Faculty in the College of Business and Economics willingly gave of their time to provide suggestions for developing problem-based learning topics that they thought would be of interest to the AUA students.  In addition, they provided many suggestions for setting up my principles of microeconomics course using the problem-based learning format and for using the Moodle Learning Management System to support the course.  I am particularly grateful to Professor Knar Khachatryan, Chair of the undergraduate program in business, for her constant encouragement and support throughout my stay. And, I will always cherish the many hours of stimulating and enlightening discussions that I had with Professors Vahram Ghushchyan, Vardan Baghdasaryan, Gayane Barseghyan, Mikayel Tovmasyan and Aleksandr Grigoryan during our research seminars, faculty meetings and informal discussions. I believe that we all benefited immensely from this interaction. Certainly I learned so much from this very dedicated group of professors. Furthermore, I believe that all of us came away with a greater appreciation of the value of faculty collaboration in teaching and student-centered problem based-learning. Most importantly, some faculty at AUA will introduce problem-based learning into their classes during the next academic year. And I will also continue to make use of problem based learning.

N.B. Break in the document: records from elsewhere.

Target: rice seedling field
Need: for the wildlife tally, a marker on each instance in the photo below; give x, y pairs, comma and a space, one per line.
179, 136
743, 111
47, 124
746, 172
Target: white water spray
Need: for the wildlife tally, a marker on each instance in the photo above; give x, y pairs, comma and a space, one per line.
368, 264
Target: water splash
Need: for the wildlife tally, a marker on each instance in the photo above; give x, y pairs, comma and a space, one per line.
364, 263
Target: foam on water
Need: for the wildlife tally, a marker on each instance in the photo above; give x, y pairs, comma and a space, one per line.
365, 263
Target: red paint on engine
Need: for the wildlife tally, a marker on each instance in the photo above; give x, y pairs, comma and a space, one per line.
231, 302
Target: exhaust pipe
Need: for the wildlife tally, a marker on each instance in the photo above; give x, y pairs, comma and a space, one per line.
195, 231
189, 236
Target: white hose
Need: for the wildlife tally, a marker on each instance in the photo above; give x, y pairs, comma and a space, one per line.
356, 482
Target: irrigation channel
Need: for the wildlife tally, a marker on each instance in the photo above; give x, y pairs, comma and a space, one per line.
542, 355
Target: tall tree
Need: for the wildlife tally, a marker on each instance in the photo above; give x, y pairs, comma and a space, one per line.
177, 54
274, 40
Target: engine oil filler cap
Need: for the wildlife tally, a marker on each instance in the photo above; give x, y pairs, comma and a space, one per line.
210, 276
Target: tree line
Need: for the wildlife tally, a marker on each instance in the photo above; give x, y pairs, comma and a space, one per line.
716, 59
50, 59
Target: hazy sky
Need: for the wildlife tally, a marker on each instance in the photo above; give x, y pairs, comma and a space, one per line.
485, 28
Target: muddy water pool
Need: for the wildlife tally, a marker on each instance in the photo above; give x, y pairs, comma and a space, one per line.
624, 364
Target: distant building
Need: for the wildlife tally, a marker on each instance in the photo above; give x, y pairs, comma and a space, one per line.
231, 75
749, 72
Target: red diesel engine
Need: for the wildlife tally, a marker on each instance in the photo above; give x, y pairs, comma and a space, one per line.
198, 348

But most of all, I will always cherish the time that I spent with the wonderful group of 25 students who were enrolled in my Principles of Microeconomics class. We covered all of the content that is typically covered in a Principles of Microeconomics course at an American University. However, I used a problem-based interactive method of instruction rather than the typical lecture method and some cases used in the class were based on the Armenian experience and developed specifically for the class. While I have used problem based learning for a number of years, this pedagogical approach was new to the students.  However, they eagerly embraced the interactive learning style embodied in this approach.  In addition to mastering the process skills embodied in problem based-learning, the students demonstrated that they mastered the content as measured by a standardized comprehensive final examination. Working with this group of students was one of the most productive and enjoyable experiences of my entire teaching career. I found them to be bright, hard-working, very eager to learn and especially open to new ideas and methods of learning. 

Fortunately, I expect my relationship with AUA to continue for a long time. I will continue to work with the faculty there to develop problem-based learning cases for use in the Principles of Economics classes at AUA. We also plan to make these cases available to other universities in Armenia. In addition, we plan to submit some of the cases for publication. At this time, one case entitled “Friend, Can You Spare a Kidney for Our Son Levon?” that was used in the Principles of Microeconomics class that I taught is in the process of being submitted to a Problem-Based Learning Clearinghouse for publication.

Finally, I am hopeful that my venture that was made possible by a Fulbright grant is but the beginning of a long relationship between my host and home institutions. During the forthcoming academic year I plan to work with the Dean of the College of Business at my home institution and the Dean of the College of Business and Economics at AUA to initiate a faculty and student exchange program. I feel quite certain that faculty and students at both institutions will benefit immensely from such faculty and student exchanges.